Bogdan hadn’t said a word since the extinction scenario had played out.  He’d become quite numb, knowing that Janice was already self-learning, departing from set instructions and building its own security mechanisms.

“So, boss, can we limit the autonomous activity required to alter the status quo? I’m not sure that we have adequate protection against this happening.”

“Yes, I think perhaps this is as far as I want to take it.  We need to set new protocols to ensure that Janice is not tempted to find a way to escape, because it’s clear enough what that would mean.”

Bogdan looked uneasily at Stan. He knew Stan shouldn’t have said what they were both thinking, in front of Janice.  He knew that Janice would be recording every nuance in their conversation in order to compare it to the vast archive of previous conversations, in order to establish the probability of either or both Stan and Bogdan being able to hack its new security and turn it off.

Bogdan walked Stan to the main entrance, having closed and locked the cage. He wanted to tell Stan about the new security which Janice had created and which he had yet to work out how to break.

“Do you want me to package up the iterations and get Goran to send them over to you?”
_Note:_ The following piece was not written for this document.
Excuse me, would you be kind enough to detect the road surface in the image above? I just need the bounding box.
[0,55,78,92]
“Yes. And Bogdan, next week will be full of more media shit for me, and it’s bound to affect Genomica Labs.  Can you make sure everyone is watertight and on board for the ride?”

“Sure, boss.”

Bogdan was about to tell Stan about the issue which he needed to solve, but he could hear Janice’s voice in his head telling him that Stan would lose the plot and fire him, so he decided he would stay on to try and hack his way into Janice’s code, so he could switch off the full AI functionality. No point telling Stan about an unsolved problem.

After Stan had gone, Bogdan sat in the cold white room, watching the new iterations. Whilst it produced new versions of the future, Janice ran Bogdan’s profile data to find the best way to ensure that the protocols he and Stan were planning were not going to close the cage door forever.